Referring to FIG. 3, there is illustrated a flow diagram of one example of a method of remote data access according to the present invention. In a first step 300, an operator may log on to a data collection station. This may occur at the beginning of an operator's shift, or when the data collection station begins operation on a particular day or at a particular time. It is to be appreciated that where the data collection station is automated and does not require the presence of a human operator, step 300 may represent the turning on of the X-ray scanner and/or associated computing system.

In a next step 302, the X-ray scanner at the data collection station may scan the item under inspection and collect X-ray data about the item under inspection. In one example, the X-ray scanner may scan the entire item, for example, an entire item of baggage. In another example, the X-ray scanner may scan a portion of the item, such as, for example, a previously identified suspect region within the item under inspection. The X-ray scanner may transfer the X-ray data to an operator interface where the operator may view an X-ray image of the item under inspection. In one embodiment, the operator interface may include computer equipment that may be adapted to run threat detection software. In this embodiment, the displayed X-ray image may include indications of potential threats that may have been detected by the software. For example, the image may include a threat polygon, or a highlighted region that may correspond to a potential threat located within the item under inspection.

If the operator determines that the item under inspection may potentially contain a threat, such as, for example, an explosive material or other contraband item, or that the item under inspection warrants more detailed analysis, the operator may decide to transmit the X-ray data to a remote expert station, as indicated by step 304. If, on the other hand, the operator decides that the item under inspection does not need to be examined by an expert, the item may be passed along to either a higher level inspection station or to a loading area, and the operator may allow a next item to be scanned by the X-ray scanner.

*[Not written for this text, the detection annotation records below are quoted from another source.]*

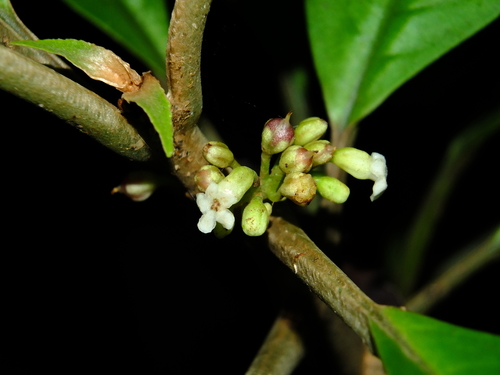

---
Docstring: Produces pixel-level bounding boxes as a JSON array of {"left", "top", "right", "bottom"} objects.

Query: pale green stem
[
  {"left": 268, "top": 217, "right": 385, "bottom": 351},
  {"left": 0, "top": 45, "right": 152, "bottom": 161}
]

It is to be appreciated that although this, and the following, discussion refers to a human operator viewing the X-ray image and making a decision regarding whether or not to transmit the X-ray data to the remote expert station, the invention is not so limited. The data collection station may not be operated by a human operator, and instead may include a computer processor and threat detection software that may automatically analyze the X-ray data obtained by the X-ray scanner and automatically decide whether or not to transfer the X-ray data to the remote expert station based upon, for example, particular threat detection algorithms.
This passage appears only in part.